For e.g. a patient with interstitial fibrosis on a CT scan can have a report given in one of two ways. The firstway is to say that there is interstitial fibrosis…advise clinico-pathologic correlation and leave the onus of clinical interpretation of the fibrosis on the referring doctor. The other is to sub-classify the fibrosis, and to then use the clinical history (smoker/non-smoker, connective tissue disease or not, occupation, etc) to arrive at a specific diagnosis or differential, which will tell the referring doctor and the patient that you are interested in making a difference and are more than just a reader of images or radiology signs and patterns.

Being a clinician also means taking responsibility. It means that if the patient or the doctor asks whether a particular test is relevant or not, to be honest and truthful and to suggest better alternatives if they exist, even if it means loss of business.

Being a clinician means having clear systems and processes that put patient safety at the top and prevent accidents related to radiation, contrast media, pregnancy, etc.

It also means that the focus of the practice is around the patient at all times to ensure that the correct test is done, the area in question is covered in detail, pathology picked up is covered in its entire extent, all the necessary parameters have been mentioned in the report and that a CD of the images is handed over.

Being a clinician also means that after a biopsy or intervention is over, we follow up with the patient regularly, depending on the situation to make sure that everything is fine.

The clinical context is always critical and understanding that is the key to being a good radiologist, someone who other physicians and surgeons respect and a person they will turn to in times of need. It means understanding a few things about the management of the conditions we deal with so that the report can be tailored accordingly. For e.g. knowing that a malignant bone tumour like osteosarcoma will be treated by limb salvage using a megaprothesis. This will ensure that the correct measurements are taken, a whole limb survey is done, the films have the scale on them for the surgeon to measure as well, and the patient is given soft copy images on a CD for the surgeon to look at on his/ her workstation for more accurate measurements.

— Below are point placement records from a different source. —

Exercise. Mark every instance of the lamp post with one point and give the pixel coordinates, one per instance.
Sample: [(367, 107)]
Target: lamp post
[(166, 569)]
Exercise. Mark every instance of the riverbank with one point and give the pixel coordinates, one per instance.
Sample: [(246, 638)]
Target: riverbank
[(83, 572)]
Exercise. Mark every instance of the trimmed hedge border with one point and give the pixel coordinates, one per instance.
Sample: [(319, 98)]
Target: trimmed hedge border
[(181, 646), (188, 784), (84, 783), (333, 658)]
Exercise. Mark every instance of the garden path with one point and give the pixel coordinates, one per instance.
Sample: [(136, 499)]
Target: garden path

As more and more physicians and surgeons start interpreting their own scans or performing their own studies, the only way we can stop being ‘glorified technicians’ is to be relevant to them…to be better than them and be able to use the clinical information that we garner to interpret the images better than them and thus add value to the management of the patient.

In institutes, this has therefore led to the radiologists being central to various disease management groups (DMGs) that now work in concert to provide holistic care to a patient. A malignant bone tumour in such a tumour board is typically discussed by a team consisting of a medical oncologist, pathologist, radiation oncologist, orthopaedic oncosurgeon and the radiologist, sitting together and discussing the management options, so that a more inclusive and cohesive decision is taken. This is where the radiologist becomes redefined, a super-clinician and a part of the decision making team to enhance patient care.

The times are changing. People expect more from those who provide them services. Physicians and surgeons want more from those they rely on to give them information. And if radiologists do not have the depth of knowledge that comes from a certain amount of sub-specialisation and do not work together and be visible in patient care and management, they stand a good chance of being one of the first casualties of attrition. Yes, as long as the PC-PNDT laws in our country continue to make those who do ultrasound prized commodities and as long as the use of cross-sectional imaging continues to rise by 15 per cent year-on-year, there will be work. But work without respect, without involvement and without having the feeling of being indispensable, is just drudgery.

We radiologists need to come out of our closets, out of the ‘dark-rooms’ of our minds and take centre-stage positions. It’s time we became the clinicians we were always meant to be.